Padres pop 2 HRs in 9th for walk-off win
Hosmer ties it before Caratini wins it with Petco Park packed
SAN DIEGO -- The Padres won a bunch of games in empty stadiums last season. They won a bunch more with Petco Park at partial capacity this year, too.
Those wins counted just the same. None of them felt quite like this.
Petco Park opened to full capacity for the first time on Thursday night, and the Padres put on quite a show in front of a packed house, rallying for a wild 6-4 victory over the Reds with Eric Hosmer’s game-tying homer in the bottom of the ninth inning and Victor Caratini’s dramatic walk-off blast two batters later.
“It’s just great to be back,” Caratini said afterward. “That’s what you grow up thinking of: You’re in the big leagues, and you have stadiums full of fans. It was really, really great.”
The atmosphere at Petco Park was raucous from the start, and it reached another level when Fernando Tatis Jr. launched a go-ahead homer in the sixth, his 22nd of the season, tying him with Vladimir Guerrero Jr. for the most in the Major Leagues. Manny Machado followed with a solo blast in the seventh, a 433-foot moonshot to the second deck.
But the roller coaster had only just begun. In the top of the ninth, the Reds turned a two-run deficit into a two-run lead against Padres closer Mark Melancon, who had yet to blow a save this season without an automatic runner in extra innings.
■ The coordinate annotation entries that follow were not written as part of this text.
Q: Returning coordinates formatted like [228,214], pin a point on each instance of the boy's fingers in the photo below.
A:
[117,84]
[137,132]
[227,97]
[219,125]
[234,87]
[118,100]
Tyler Stephenson tied the game with a two-out, two-strike single up the middle, and Jonathan India followed with a two-run homer, putting Cincinnati on top, 4-2.
“Sometimes you need to fight,” said right-hander Joe Musgrove, who worked seven scoreless frames. “Sometimes you need to scratch and claw. … When you win one like this, sometimes it’s what you need to turn things around.”
Hosmer’s two-run homer ignited a Petco Park party that never stopped. Jake Cronenworth followed with a single before Caratini turned on a breaking ball from Reds left-hander Amir Garrett, sending it soaring toward the left-field seats. The noise level in an already-frenzied Petco Park turned deafening, and afterward manager Jayce Tingler posed a rhetorical question:
“Does this happen without the fans?” he mused. “My honest immediate reaction is: No.”
The Padres needed a win like this, to say the least. They returned home Wednesday night after a 1-5 road trip and an ugly sweep in Colorado. They had lost 13 of 17. Meanwhile, the Giants and Dodgers have taken advantage of the Padres’ recent funk to gain some separation in the National League West standings.
Any win would’ve sufficed. But the manner of this victory offered a particular level of catharsis. These were the Padres with World Series aspirations, fighting back from the brink. These were the Padres who had raced out to one of the best records in baseball before their June gloom. And, for the first time since they overhauled their roster into a legitimate contender for the first time in at least a decade, they had a packed house in downtown San Diego to embrace them.
“I don’t know if we do that without the place just kind of rocking throughout the night,” said Tingler. “... Magical finish there. This one feels like more than just a regular win. Now we’ve got to come back and play good baseball tomorrow. That’s how we get this thing going.”
Indeed, the Padres need to get this thing going, and in that regard, their victory Thursday offered multiple layers of positive vibes.
Lately, Machado and Hosmer have struggled as the Padres’ offense floundered. Both authored big-time homers on Thursday night, particularly Hosmer, whose game-tying blast came on the heels of a 6-for-51 start to June. The Padres need their two big-name corner-infielders supporting Tatis in the middle of their lineup, and Thursday night was a perfect indication of what their offense might look like when that happens.
The Padres punched. The Reds punched back. And the Padres’ offense had the firepower to deliver a knockout blow in the ninth.
"What a great baseball game to be a part of,” Reds manager David Bell said. “It felt very similar to a playoff game. … Even though we lost the game, which was obviously disappointing, it was just a great experience, a great game for our team to be a part of.”
Bell wasn’t the only one who felt that way.
“It’s been so long since we’ve had a full crowd in there, I swear to God, it felt like a playoff game,” Musgrove said.
The Padres anticipate hosting a few of those come October. To do so, they’ll need a few more nights like this.